Однако, как мне уже приходилось говорить [Кравченко 2014], возникновение эколингвистики как новой парадигмы в исследованиях языка, хотя и является шагом вперед на пути преодоления пропасти между лингвистикой и науками о живом, еще не свидетельствует о концептуальном отходе от устоявшегося взгляда на язык как на код, и метафора «канала связи» [Reddy 1979], как подчеркивает П. Мюльхойслер [Mühlhäusler 2019], продолжает лежать в основании большинства работ по эколингвистике. На домашней страничке «Международной ассоциации эколингвистики» (http://ecolinguistics-association.org) эколингвистика определяется как исследование «роли языка в поддерживающих жизнь взаимодействиях человека, других биологических видов и физической среды» с главной целью «разработать теории языка, в которых человек предстает не только как часть общества, но также как часть более широких экосистем, от которых зависит жизнь». Хотя роль языка в поддерживающих жизнь взаимодействиях человека, других биологических видов и физической среды трудно переоценить, а провозглашаемый МАЭ подход к языку, на первый взгляд, кажется вполне холистичным, предлагаемые МАЭ определение эколингвистики и соответствующий подход к языку вызывают ряд вопросов.
С одной стороны, говорить о роли языка в поддерживающих жизнь взаимодействиях имеет смысл только когда и если имеется адекватное понимание биологического механизма поддерживающих жизнь процессов в целом. Если утверждается, что языковые взаимодействия поддерживают жизнь человека, следует объяснить, что (и как) на самом деле происходит в мире живого, чтопозволяет нам говорить о жизни человека как существенным образом отличной от всех других форм жизни - например, таких, как человекообразные обезьяны. Тем самым мы неизбежно оказываемся перед необходимостью поставить вопрос о биологической функции языка - но этого эколингвистика почему-то не делает.

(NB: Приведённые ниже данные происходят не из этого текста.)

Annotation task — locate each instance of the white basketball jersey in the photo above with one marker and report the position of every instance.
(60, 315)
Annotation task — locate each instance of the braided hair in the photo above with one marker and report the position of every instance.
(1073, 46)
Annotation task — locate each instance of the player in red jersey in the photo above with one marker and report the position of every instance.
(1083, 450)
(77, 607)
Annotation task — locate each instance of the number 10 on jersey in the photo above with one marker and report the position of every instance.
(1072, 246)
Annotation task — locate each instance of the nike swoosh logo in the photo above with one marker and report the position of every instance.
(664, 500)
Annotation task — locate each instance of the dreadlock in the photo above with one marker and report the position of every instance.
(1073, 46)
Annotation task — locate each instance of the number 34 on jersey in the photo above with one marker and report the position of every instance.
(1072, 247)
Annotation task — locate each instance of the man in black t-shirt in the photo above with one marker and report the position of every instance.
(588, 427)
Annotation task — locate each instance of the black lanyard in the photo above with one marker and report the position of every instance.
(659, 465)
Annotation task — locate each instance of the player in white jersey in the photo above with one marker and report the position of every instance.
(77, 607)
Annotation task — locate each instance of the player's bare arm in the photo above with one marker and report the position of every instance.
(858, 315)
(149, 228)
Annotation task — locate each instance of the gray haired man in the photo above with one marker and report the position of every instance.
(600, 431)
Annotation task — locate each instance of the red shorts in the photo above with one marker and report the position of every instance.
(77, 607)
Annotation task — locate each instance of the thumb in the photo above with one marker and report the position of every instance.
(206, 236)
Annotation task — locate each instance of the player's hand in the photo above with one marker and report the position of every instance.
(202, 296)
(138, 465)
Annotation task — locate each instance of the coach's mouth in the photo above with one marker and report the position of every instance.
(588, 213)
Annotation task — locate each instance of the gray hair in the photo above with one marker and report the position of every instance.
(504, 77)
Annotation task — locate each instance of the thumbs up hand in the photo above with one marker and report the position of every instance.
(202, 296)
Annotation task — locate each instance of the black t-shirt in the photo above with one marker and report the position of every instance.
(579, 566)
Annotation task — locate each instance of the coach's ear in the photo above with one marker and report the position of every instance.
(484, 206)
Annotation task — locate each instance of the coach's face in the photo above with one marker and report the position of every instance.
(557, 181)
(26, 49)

С другой стороны, не поняв биологической, а лучше сказать, биосоциальной функции языка, нельзя рассчитывать на холистический поход к языку, когда учитывается вся сложная совокупность отношений между человеком и его средой, которые рассматриваются как интегрированное целое, как система «организм-среда». Нельзя не согласиться с тем, что «можно желать применить холистический поход, но в отсутствие ясного понимания того, что на самом деле представляет собой это самое целое, лучшее, что мы можем сделать - это расширять до неопределенно большого количества рассматриваемые параметры, многие из которых находятся за пределами нашего понимания» [Mühlhäusler 2019: 20]. К сожалению, именно это можно обнаружить во многих примерах эколингвистического дискурса, когда отчетливо заметно различие между тем, чем эколингвистика хочет быть и чем она на самом деле является.

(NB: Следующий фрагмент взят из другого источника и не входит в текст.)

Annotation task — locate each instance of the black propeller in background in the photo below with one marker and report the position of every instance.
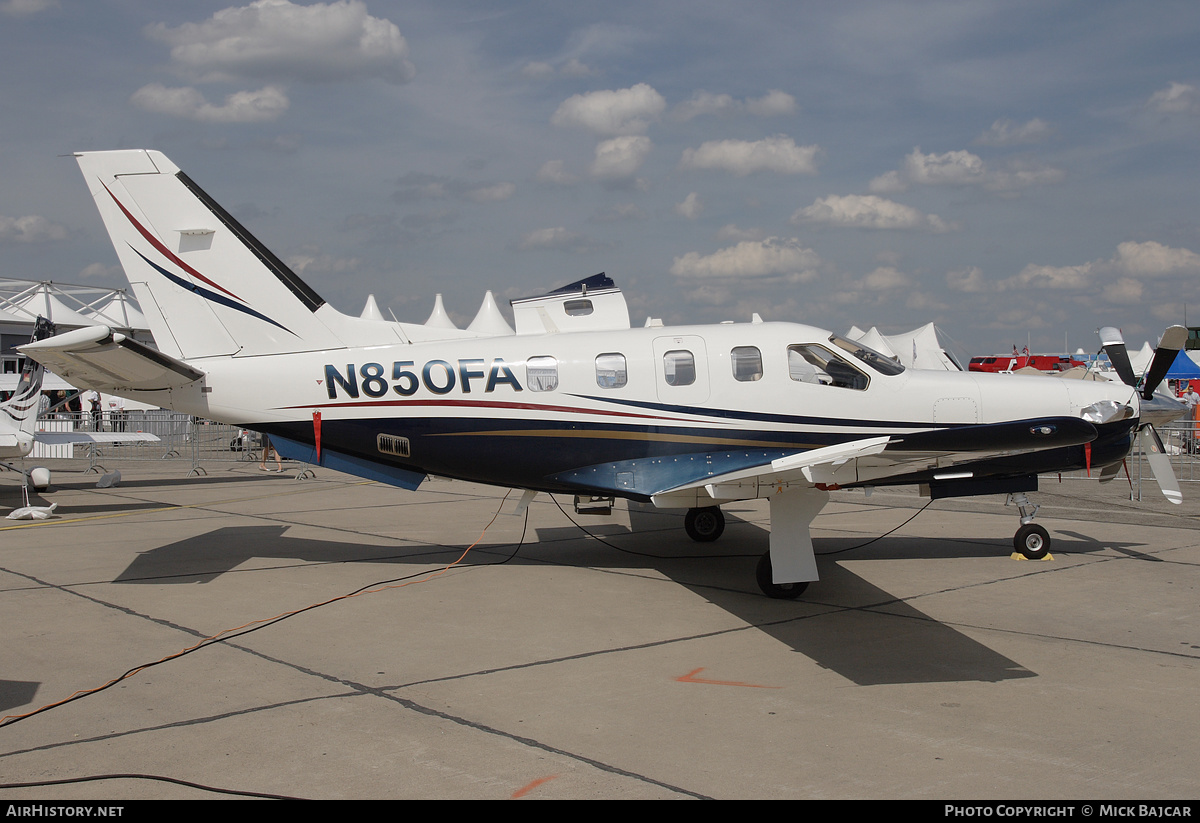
(1168, 348)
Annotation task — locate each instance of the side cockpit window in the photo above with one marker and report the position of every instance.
(747, 361)
(541, 373)
(819, 365)
(880, 362)
(679, 367)
(611, 372)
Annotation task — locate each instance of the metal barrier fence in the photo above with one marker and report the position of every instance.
(181, 437)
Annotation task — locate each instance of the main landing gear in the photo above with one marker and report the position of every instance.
(1031, 540)
(762, 575)
(705, 524)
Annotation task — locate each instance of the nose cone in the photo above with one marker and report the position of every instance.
(1159, 410)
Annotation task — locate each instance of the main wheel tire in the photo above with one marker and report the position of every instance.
(772, 589)
(705, 524)
(1032, 541)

Как показала недавно прошедшая 4-я Международная конференция по эколингвистике (https://ice-4.dk), традиционный взгляд на язык как внешнюю по отношению к человеку автономную сущность по-прежнему прослеживается в большинстве эколингвистических исследований, вносящих свою лепту в постоянно растущее число лингвистических теорий, но оказывающихся неспособными стать теорией языка как частью наук о живом. Чтобы это произошло, необходимо новое понимание языка. У лингвистики еще есть шанс стать настоящей наукой - для этого нужно лишь понять, что именно язык составляет особенность человеческой
экологии. Когда это произойдет, отпадет необходимость в таких подразделах лингвистики, как антропо-, этно-, социо-, психо-, био-, нейро-, когнитивная лингвистика и т. п. Это будет означать действительно холистичный подход к языку. Хотелось бы, чтобы это произошло скорее.
Литература
Кравченко А.В. Индексальные конструкции с глаголами чувственного восприятия в современном английском языке: автореф. дис. ... канд. филол. наук. Л., 1987. 14 с.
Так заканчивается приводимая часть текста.